The Governor of the Turkish Central Bank, Hafiza Ghaya Arkan, announced on Thursday that the bank will continue to use all available tools until sustainable progress is achieved in reducing inflation.
She indicated that she expects the inflation rate to begin to decline in the second half of next year.
Speaking during a press conference in Ankara to announce the bank’s quarterly inflation report, Arkan said that inflation in the country will reach its peak in May 2024, and that the policy of monetary tightening will continue until there is an improvement in inflation, and she added that inflation will eventually return to single digits after… He starts to back away.
Arkan stated that inflation expectations are still risky, with extreme fluctuations in oil prices due to geopolitical risks.
She added that the rise in inflation in the country is driven by major shocks that occur simultaneously, but their impact on inflation is largely complete.
Arkan indicated that price stagnation in services will continue to put pressure on inflation, but expectations indicate that it will slow down.
The Turkish Central Bank Governor said that the bank raised its expectations for the inflation rate by the end of this year to 65% from 58% in previous estimates. It also raised its expectations for inflation by the end of 2024 to 36% from 33% in previous estimates.
Arkan stated that the Turkish Central Bank’s expectation for annual consumer price inflation by the end of 2025 has become 14% from 15%.
Inflation in Turkey reached 61.5% last September and is expected to continue rising until the second quarter of next year despite the central bank raising interest rates by 2,650 basis points to 35%.

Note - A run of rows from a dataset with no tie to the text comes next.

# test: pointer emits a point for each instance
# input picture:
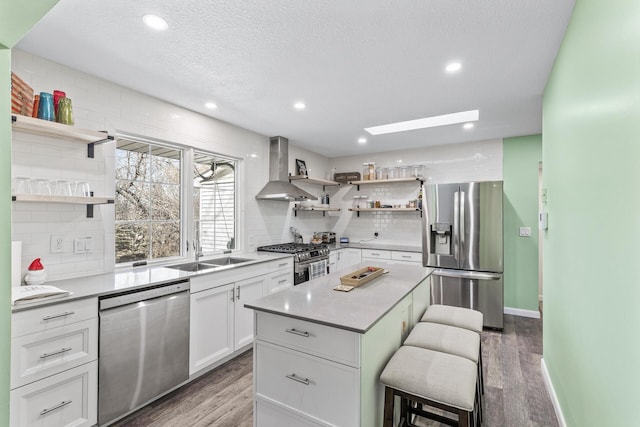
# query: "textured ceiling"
(355, 63)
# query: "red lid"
(36, 265)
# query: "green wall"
(520, 159)
(591, 155)
(16, 19)
(5, 232)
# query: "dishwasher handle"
(130, 297)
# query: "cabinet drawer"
(36, 356)
(270, 415)
(313, 386)
(51, 316)
(372, 253)
(406, 256)
(66, 399)
(319, 340)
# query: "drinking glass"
(62, 188)
(83, 189)
(21, 185)
(42, 187)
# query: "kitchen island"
(318, 352)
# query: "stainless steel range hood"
(279, 188)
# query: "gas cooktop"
(292, 248)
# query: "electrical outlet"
(56, 245)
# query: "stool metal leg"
(388, 407)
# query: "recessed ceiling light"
(155, 22)
(453, 67)
(427, 122)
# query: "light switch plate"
(525, 231)
(56, 245)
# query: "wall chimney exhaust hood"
(279, 188)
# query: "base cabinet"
(211, 327)
(69, 398)
(219, 323)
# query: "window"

Withdrawal of 350 billion liras of liquidity
Meanwhile, calculations conducted by two bankers – today, Thursday – showed that Turkey will withdraw about 350 billion liras ($12.4 billion) of liquidity from the markets with a new change in the reserves required for lira deposits protected from exchange rate fluctuations and other deposit accounts.
The Turkish Central Bank raised the reserves required for lira deposits protected from exchange rate fluctuations by 5 percentage points, according to the country’s Official Gazette.
The two bankers also said that since last June, with the implementation of the required reserve steps, the central bank has withdrawn more than one trillion liras of liquidity from the market.